As for Cruz, ain't no hard feelings, I'm just not talking to his ass either. He still text me here and there, but he gets no reply. I mean appreciate his efforts but I just need time to myself.

Tiffany- it's still fuck dat hoe, but she still ain't received that message, because she stay blowin up my phone too. Between her and Rodney, ion know who I wanna beat up first. But they both getting declined either way.

She texted me last night, with this long ass apology about how she's so sorry, and she didn't mean what she said. She talking bout some, "give me the chance to redeem myself", man fuck outta here with allat-that bitch is donzo.


Not gonna lie, the only person I really wanna talk to is Sammy. But he fell back, after I kept ignoring his messages. Now I don't know if I should text him, or just leave him alone.


But even if I do text him, what the fuck we supposed to talk about-the kiss? What am I supposed to say, "oh uh sorry for ignoring you, I was having a mental breakdown, over the fact that I kissed a nigga and I actually liked it"? Hell nah, that's gon make me sound gay as fuck.

I don't know what I want from him, and I'm not trynna waste his or my time. Ion wanna have him thinking I wanna date now-when really I'm just confused with my sexuality.

I mean I enjoyed the kiss, obviously because when he grabbed my dick-it was hard. But with Tiffany I used to get hard too, expect for that one time but that shit don't count. So it's like where do I go from there, my dick got hard for him but that's never happened before.

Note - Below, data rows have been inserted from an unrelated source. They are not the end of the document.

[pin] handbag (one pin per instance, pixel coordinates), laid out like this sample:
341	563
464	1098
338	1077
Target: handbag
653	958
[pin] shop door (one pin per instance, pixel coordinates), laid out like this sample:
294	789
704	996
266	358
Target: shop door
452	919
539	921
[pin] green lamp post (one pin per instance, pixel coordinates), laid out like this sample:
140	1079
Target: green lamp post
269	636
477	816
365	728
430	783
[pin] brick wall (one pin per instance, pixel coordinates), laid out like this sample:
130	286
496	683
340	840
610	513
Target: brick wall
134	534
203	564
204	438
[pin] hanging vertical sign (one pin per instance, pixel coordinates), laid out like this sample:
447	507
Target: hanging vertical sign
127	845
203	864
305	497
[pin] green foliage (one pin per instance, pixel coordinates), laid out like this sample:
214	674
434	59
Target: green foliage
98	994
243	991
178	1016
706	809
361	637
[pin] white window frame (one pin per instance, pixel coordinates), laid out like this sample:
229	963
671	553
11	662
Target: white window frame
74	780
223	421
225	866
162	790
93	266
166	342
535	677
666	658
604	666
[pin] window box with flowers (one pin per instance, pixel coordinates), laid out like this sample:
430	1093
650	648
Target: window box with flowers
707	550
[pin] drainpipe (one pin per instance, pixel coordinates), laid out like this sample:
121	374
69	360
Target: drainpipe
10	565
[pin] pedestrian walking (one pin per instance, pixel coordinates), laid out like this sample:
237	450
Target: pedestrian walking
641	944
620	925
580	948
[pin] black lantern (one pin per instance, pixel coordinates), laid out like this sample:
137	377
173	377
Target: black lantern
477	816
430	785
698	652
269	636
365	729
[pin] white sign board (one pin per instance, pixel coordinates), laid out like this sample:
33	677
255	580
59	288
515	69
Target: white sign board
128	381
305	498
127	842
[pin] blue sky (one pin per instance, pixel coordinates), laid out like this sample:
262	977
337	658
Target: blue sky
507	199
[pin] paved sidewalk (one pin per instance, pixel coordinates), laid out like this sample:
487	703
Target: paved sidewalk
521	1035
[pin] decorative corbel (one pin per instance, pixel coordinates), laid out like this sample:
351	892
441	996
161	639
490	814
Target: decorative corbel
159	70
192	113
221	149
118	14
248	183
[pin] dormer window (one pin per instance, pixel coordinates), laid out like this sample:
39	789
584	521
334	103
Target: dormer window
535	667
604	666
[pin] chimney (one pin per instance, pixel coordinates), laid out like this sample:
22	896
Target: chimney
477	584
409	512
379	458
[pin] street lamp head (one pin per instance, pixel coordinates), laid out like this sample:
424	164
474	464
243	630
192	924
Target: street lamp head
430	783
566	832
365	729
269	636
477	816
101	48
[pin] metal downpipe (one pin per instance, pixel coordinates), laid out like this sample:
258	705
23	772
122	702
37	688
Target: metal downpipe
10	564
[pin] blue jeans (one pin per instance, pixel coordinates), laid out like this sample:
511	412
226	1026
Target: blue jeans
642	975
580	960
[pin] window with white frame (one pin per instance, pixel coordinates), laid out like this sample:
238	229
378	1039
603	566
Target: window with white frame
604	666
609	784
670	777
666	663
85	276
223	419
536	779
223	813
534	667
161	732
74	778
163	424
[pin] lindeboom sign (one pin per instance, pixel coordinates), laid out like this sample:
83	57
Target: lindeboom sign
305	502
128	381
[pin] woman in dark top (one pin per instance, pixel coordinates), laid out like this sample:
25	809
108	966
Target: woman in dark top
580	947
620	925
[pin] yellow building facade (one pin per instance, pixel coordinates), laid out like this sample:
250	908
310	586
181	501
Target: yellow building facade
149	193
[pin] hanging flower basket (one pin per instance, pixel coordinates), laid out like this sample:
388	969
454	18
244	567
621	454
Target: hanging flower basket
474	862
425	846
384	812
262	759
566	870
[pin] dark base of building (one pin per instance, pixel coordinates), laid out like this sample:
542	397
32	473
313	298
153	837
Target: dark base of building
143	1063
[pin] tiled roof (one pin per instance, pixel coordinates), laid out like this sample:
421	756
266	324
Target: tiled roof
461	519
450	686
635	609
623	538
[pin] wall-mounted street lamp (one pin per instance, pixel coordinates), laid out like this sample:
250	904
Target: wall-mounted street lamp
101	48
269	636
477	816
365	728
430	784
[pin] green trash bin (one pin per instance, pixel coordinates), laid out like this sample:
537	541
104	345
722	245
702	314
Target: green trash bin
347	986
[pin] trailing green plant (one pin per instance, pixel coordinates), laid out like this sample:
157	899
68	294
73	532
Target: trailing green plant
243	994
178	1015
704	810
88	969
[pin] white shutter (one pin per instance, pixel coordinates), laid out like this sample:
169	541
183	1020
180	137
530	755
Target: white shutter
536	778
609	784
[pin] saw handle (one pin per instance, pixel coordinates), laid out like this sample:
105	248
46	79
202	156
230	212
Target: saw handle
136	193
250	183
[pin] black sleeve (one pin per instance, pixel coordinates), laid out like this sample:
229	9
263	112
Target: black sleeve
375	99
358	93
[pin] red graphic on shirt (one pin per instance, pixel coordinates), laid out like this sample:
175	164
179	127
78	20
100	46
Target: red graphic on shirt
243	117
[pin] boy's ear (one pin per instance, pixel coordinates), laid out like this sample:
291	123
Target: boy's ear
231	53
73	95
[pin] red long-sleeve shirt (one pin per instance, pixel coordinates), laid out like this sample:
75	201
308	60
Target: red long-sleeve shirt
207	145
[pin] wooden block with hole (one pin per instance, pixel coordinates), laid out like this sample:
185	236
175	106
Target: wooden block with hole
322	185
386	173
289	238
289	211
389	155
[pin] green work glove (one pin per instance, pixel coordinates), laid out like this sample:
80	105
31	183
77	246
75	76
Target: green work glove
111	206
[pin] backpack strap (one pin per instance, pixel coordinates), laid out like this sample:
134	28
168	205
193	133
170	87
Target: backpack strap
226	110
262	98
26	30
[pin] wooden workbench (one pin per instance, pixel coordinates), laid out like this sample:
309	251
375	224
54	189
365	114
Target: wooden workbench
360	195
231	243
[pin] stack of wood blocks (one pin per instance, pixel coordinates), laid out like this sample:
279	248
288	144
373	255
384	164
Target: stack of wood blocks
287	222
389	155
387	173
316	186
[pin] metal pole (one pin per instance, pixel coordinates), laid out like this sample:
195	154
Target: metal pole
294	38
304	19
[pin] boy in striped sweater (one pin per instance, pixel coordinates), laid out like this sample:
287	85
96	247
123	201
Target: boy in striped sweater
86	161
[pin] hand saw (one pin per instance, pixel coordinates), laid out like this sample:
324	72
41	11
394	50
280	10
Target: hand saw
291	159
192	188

I mean I guess I could like both girls and boys, but I've never really looked at a guy and wanted to fuck them-or at least I remember if I ever did.

So now I'm stuck, how do I figure out if I'm genuinely attracted to niggas-or if I'm just attracted to one particular nigga? I know that I still like girls, or at least I still think I do.

I could watch some nigga porn, but then that's gay bro-I'm not trynna see a grown man's bootyhole.

Man I don't know, now my fucking brain hurts because of this confusing ass shit.